Common misconceptions concerning the Vikings

Horned helmets

Apart from two or three representations of (ritual) helmets – with protrusions that may be either stylised ravens, snakes or horns – no depiction of Viking Age warriors' helmets, and no preserved helmet, has horns. In fact, the formal close-quarters style of Viking combat (either in shield walls or aboard "ship islands") would have made horned helmets cumbersome and hazardous to the warrior's own side.
Therefore historians believe that Viking warriors did not use horned helmets, but whether or not such helmets were used in Scandinavian culture for other, ritual purposes remains unproven. The general misconception that Viking warriors wore horned helmets was partly promulgated by the 19th century enthusiasts of Götiska Förbundet, founded in 1811 in Stockholm, Sweden. They promoted the use of Norse mythology as the subject of high art and other ethnological and moral aims.
The Vikings were often depicted with winged helmets and in other clothing taken from Classical antiquity, especially in depictions of Norse gods. This was done in order to legitimise the Vikings and their mythology by associating it with the Classical world which had long been idealised in European culture.
The latter-day mythos created by national romantic ideas blended the Viking Age with aspects of the Nordic Bronze Age some 2,000 years earlier. Horned helmets from the Bronze Age were shown in petroglyphs and appeared in archaeological finds (see Bohuslän and Vikso helmets). They were probably used for ceremonial purposes.[52]
Cartoons like Hägar the Horrible and Vicky the Viking, and sports uniforms such as those of the Minnesota Vikings and Canberra Raiders football teams have perpetuated the mythic cliché of the horned helmet.
Viking helmets were conical, made from hard leather with wood and metallic reinforcement for regular troops. The iron helmet with mask and chain mail was for the chieftains, based on the previous Vendel-age helmets from central Sweden. The only true Viking helmet found is that fromGjermundbu in Norway. This helmet is made of iron and has been dated to the 10th century.

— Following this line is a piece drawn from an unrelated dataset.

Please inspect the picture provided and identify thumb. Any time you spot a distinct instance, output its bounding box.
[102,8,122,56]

Use of skulls as drinking vessels

The use of human skulls as drinking vessels—another common motif in popular pictorial representations of the Vikings—is also ahistorical. The rise of this legend can be traced to Ole Worm's Runer seu Danica literatura antiquissima (1636), in which Danish warriors drinking ór bjúgviðum hausa[from the curved branches of skulls, i.e. from horns] were rendered as drinking ex craniis eorum quos ceciderunt [from the skulls of those whom they had slain]. The skull-cup allegation may also have some history in relation with other Germanic tribes and Eurasian nomads, such as the Scythiansand Pechenegs, and the vivid example of the Lombard Alboin, made notorious by Paul the Deacon's History.
There may also be some confusion between "skull" and the Norse/Icelandic word for a drinking cup, skál. This is a common toast in Scandinavian countries.

Barbarity

The image of wild-haired, dirty savages sometimes associated with the Vikings in popular culture[clarification needed] is a distorted picture of reality.[1] Non-Scandinavian Christians are responsible for most surviving accounts of the Vikings and, consequently, a strong possibility for bias exists. This attitude is likely attributed to Christian misunderstandings regarding paganism. Viking tendencies were often misreported and the work of Adam of Bremen, among others, told largely disputable tales of Viking savagery and uncleanliness.[53]
The Anglo-Danes were considered excessively clean by their Anglo-Saxon neighbours, due to their custom of bathing every Saturday and combing their hair often. To this day, Saturday is referred to as laugardagur / laurdag / lørdag / lördag, "washing day" in the Scandinavian languages. Icelanders were known to use natural hot springs as baths, and there is a strong sauna/bathing culture in Scandinavia to this day.
As for the Vikings in the east, Ibn Rustah notes their cleanliness in carrying clean clothes, whereas Ibn Fadlan is disgusted by all of the men sharing the same, used vessel to wash their faces and blow their noses in the morning. Ibn Fadlan's disgust is possibly because of the contrast to thepersonal hygiene particular to the Muslim world at the time, such as running water and clean vessels. While the example intended to convey his disgust about certain customs of the Rus', at the same time it recorded that they did wash every morning.


Tuesday 24 April 2012

A tiny blog post



Is all I have to say.

A-Z USA

Okay so sometimes life catches up with you a bit and you don't have time to make a long blog after work. I should save this for my wikipedia blog post coming up some day, but I might as well share my little dirty secret now. I love Wiki and can spend hours just clicking on the next entry, sometimes filling up my whole browser bar with things I find interesting. Sometimes these Wiki searches can bring out the most wonderful and inspiring information. This is where the US comes in (don't worry I will stop babbling soon). I was reading an article about communism and that again lead me to BBC and a very weird news article:


About Lana Peters aka  Svetlana Alliluyeva, Stalin's only daughter. 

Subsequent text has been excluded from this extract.